WHEN | WHERE Premieres Thursday at 8:30 p.m. on CBS/2

GRADE C

WHAT IT’S ABOUT Jack (Joel McHale) is a world-class outdoors high-adventure journalist who works for an “Outdoor”-like magazine. When he returns to the home office after roaming the world, a shocker: The staff is now composed of 20-somethings, like techy Clark (Christopher Mintz-Plasse) who have no idea how to report, or any idea what the “outdoors” is. But they do know how to Snapchat. Jack wants to quit, but the editor, Brooke (Susannah Fielding) — also daughter of the now-online magazine’s founder Roland (Stephen Fry) — convinces him to stay to teach the youngsters a thing or two. At least poor Jack has his local bartender, Eddie (Chris Williams), to help him understand these social-media-loving kids.

MY SAY “The Great Indoors” is a Joel McHale series for anyone who has never heard of Joel McHale. Everyone else will want to know who this new Joel McHale is and — yup — what has he done with Joel McHale?

The transition isn’t just jarring. It’s that jarring, and the consequence of having played a character for five seasons (or six if you care to count the Yahoo! one) on a show, “Community,” that by its very existence disavowed the sort of network factory-line sausage “The Great Indoors” so clearly is.

Not that “Community” or McHale’s Jeff Winger ever made fun of the sausage. They simply refused to acknowledge a world in which shows like this exist. “Community” was the anti-network show. “The Great Indoors” is the anti-anti-network show. We’ll just have to sort out all these “antis” later and deal with it (or him.)
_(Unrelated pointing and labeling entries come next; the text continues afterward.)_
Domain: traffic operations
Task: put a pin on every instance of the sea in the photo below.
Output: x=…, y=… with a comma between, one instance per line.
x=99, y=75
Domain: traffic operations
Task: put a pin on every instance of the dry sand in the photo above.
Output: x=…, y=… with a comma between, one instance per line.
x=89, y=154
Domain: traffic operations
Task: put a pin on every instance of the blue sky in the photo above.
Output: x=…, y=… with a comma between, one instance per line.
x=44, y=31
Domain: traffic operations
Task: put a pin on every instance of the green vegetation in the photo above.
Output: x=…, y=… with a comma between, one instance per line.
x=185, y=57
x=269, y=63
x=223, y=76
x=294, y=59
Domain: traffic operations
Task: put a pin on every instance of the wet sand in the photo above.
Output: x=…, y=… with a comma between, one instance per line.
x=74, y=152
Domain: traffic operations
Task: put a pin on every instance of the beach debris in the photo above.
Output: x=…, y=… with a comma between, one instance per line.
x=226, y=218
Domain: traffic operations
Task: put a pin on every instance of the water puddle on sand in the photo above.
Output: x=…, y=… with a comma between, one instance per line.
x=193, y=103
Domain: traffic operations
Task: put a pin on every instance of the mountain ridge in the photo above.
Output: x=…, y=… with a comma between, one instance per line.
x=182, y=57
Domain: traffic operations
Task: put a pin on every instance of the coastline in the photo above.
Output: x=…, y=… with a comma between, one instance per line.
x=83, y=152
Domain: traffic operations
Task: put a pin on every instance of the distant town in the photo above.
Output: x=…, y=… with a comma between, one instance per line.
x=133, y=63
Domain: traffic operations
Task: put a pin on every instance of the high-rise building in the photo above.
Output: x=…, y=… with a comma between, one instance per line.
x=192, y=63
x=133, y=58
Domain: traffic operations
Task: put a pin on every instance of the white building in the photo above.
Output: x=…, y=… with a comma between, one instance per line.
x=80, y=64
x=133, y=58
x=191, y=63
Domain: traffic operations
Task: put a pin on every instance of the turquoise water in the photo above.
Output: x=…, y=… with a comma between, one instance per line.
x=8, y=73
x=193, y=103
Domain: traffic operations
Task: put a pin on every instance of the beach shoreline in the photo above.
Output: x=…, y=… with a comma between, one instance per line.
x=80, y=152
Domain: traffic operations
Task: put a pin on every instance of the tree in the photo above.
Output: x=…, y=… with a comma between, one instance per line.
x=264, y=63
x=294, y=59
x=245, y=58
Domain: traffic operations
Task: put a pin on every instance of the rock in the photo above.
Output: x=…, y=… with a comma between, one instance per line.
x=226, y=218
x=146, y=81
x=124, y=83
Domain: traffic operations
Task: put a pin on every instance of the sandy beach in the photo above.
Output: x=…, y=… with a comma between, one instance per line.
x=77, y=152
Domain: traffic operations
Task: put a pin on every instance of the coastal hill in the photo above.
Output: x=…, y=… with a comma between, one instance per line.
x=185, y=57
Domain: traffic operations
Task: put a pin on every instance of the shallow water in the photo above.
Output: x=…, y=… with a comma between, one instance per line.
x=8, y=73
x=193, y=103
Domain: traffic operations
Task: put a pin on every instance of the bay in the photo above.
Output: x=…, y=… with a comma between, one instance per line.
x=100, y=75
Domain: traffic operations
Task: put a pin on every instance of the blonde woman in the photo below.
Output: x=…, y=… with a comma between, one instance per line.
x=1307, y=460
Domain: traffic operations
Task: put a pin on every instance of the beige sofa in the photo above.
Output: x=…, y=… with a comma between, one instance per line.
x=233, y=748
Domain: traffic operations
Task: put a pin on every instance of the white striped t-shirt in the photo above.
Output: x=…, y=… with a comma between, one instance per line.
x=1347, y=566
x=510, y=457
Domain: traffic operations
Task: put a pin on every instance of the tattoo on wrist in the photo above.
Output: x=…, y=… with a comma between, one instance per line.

McHale’s challenge would be the same for any actor too good at his previous job, or in his case, jobs — which included hosting “The Soup” for well over a decade on E!. In those, he was the smartest guy in the room, as well as the most embittered, raging, cutting, cynical and funny. Pop culture was his target, or victim.

Now, the alternate universe: As Jack, he’s the not-quite-fogey technophobe who dismisses his social-media-besotted millennial staff as “digital day care,” then (in full fogey) wonders: “What is it with these kids?”

Meanwhile, “The Great Indoors” has also cast a genuine legend in Stephen Fry. At least most U.S. viewers unfamiliar with his work on “Blackadder” (and much else) won’t realize how badly he’s been miscast.

“The Great Indoors” is based on a not-necessarily inaccurate or unfunny idea: That modern-day journalism has so fully conceded the job of reporting to social media influencers that even a magazine devoted to the outdoors never has to venture outdoors. In the pilot, some of the lines even find their mark — assuming the intended mark are sites like BuzzFeed, Digg, Cracked, Reddit, Upworthy and so on. But the millennial jokes quickly grow stale, along with their “what is it with these kids” setups. Next week, Jack learns all about dating apps. Of this episode and these lines, a Winger zinger seems about right: “I can’t think of a better use of my time . . . than being unconscious.”

BOTTOM LINE Joel McHale as a journalist named Jack who makes fun of millennials and their social media habits: What’s wrong with this picture, besides everything?